Canadian regulators, he added, seem to be unable to keep up with changes in the social-media landscape that have seen promotion campaigns conducted via questionable newsletters, fly-by-night websites and on X.

Regulators in Canada have also failed to take action in cases where class-action lawsuits have been successfully launched around disclosure issues, such as has been the case with ReconAfrica.

“It’s a fair question to ask why the regulators haven’t done anything with that company,” Mr. Groia said.

Yolanda Holtzee, a Seattle metro region-based whistle-blower with decades of working with regulators on both sides of the border, says that with the exception of the Alberta Securities Commission (ASC), Canada has done “an exceptionally lousy job” of policing and prosecuting both dubious stock promotion and faulty disclosure from companies.

The situation has gotten so bad that she’s all but given up trying to work with Canadian regulators – apart from the ASC – owing to their unwillingness to engage with her, and their apparent indifference to the problems.

Lack of leadership from the top is a big problem across many of Canada’s securities regulators, she said. Canada’s biggest securities regulator, the OSC, has been without a permanent head of enforcement since the end of February, after former head Jeff Kehoe stepped down unexpectedly, leaving a major vacuum in enforcement.

“It’s like you’re running a high school or elementary school, and you haven’t had a principal for a while,” Ms. Holtzee said.
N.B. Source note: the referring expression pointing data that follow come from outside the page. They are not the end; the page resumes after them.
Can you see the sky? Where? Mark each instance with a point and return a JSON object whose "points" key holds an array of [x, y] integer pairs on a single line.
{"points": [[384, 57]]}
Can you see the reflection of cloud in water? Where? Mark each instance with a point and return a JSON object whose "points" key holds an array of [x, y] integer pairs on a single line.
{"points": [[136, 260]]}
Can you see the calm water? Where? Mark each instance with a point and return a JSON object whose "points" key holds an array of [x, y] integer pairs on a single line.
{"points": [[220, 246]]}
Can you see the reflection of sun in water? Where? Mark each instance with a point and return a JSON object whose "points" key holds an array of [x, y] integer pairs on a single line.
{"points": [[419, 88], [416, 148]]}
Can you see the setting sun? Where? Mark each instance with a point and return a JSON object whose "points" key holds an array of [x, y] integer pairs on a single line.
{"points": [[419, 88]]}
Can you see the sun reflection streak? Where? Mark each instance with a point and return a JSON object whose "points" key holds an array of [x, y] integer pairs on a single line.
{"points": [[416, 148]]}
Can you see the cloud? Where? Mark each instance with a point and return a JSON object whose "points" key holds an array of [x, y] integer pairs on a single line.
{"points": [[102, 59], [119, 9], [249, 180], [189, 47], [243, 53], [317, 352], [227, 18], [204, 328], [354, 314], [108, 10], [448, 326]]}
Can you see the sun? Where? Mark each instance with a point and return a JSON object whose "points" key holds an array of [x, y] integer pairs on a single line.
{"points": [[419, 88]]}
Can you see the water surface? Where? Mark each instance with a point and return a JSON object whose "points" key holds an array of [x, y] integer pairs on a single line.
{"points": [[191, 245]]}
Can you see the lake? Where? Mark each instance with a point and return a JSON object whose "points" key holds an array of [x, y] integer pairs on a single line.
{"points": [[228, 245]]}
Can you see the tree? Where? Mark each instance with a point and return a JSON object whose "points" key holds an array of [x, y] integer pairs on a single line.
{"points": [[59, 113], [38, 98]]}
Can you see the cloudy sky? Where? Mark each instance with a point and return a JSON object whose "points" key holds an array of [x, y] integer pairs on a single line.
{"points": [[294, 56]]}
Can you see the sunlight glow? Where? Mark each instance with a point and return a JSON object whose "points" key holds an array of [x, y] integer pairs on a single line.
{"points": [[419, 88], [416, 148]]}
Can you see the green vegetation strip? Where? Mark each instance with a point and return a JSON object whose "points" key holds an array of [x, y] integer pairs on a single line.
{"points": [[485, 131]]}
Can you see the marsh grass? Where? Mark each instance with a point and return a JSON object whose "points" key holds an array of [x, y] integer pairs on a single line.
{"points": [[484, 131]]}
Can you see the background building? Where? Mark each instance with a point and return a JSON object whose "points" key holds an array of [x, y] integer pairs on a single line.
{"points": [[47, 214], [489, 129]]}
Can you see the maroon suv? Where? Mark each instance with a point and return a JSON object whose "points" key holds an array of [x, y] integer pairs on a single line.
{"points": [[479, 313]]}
In an e-mail to The Globe, Andy McNair-West, manager of public affairs in communications, international and stakeholder affairs with the OSC, said that Leslie Byberg, who has taken over for Mr. Kehoe on an interim basis, has provided “strong leadership and oversight,” aided by her decades of experience in regulation and in law. He added that an executive search to find a replacement for Mr. Kehoe has been in motion since March, and the OSC looks forward to announcing his replacement soon.

Both Mr. Groia and Ms. Holtzee say the United States, which has a single national securities regulator, is doing a much better job than Canada. A number of the U.S. actions have been extremely high-profile. In 2022, the U.S. Securities and Exchange Commission and the U.S. Attorney’s Office for the Southern District of New York brought charges against 16 people, half of them Canadian, including a B.C. Hells Angels member and a former CFL player, alleging they manipulated the share prices of scores of U.S. penny-stock companies over a period of about 15 years.

In addition, the OTC Markets Group in the United States is more pro-active than small-cap Canadian exchanges in warning about suspect stock promotion campaigns in real time, Ms. Holtzee said. The OTC on its website clearly flags companies that are engaging in paid stock promotion campaigns. Occasionally it brands companies with “caveat emptor” warnings, indicating the need for extreme investor caution.

“OTC Markets, in the past five years, it just keeps improving,” she said. “It’s just very user-friendly, very transparent and they hold issuers accountable.”

The British Columbia Securities Commission (BCSC) has had some success in cracking down on poor disclosure around payments made to stock promoters although the financial penalties have generally been modest. The BCSC last summer ordered B.C. marketing company Stock Social Inc. and its chief executive officer to pay a combined $75,000 for not adequately disclosing it disseminated stock promotion materials on behalf of five companies. One of the companies promoted by Stock Social was also ordered to pay $20,000 for failing to ensure the stock promotion materials were flagged as issued on its behalf.

Editor’s note: A previous version of this article incorrectly stated that Jeff Kehoe stepped down as the Ontario Securities Commission's director of enforcement in January. He left at the end of February. This version has been updated.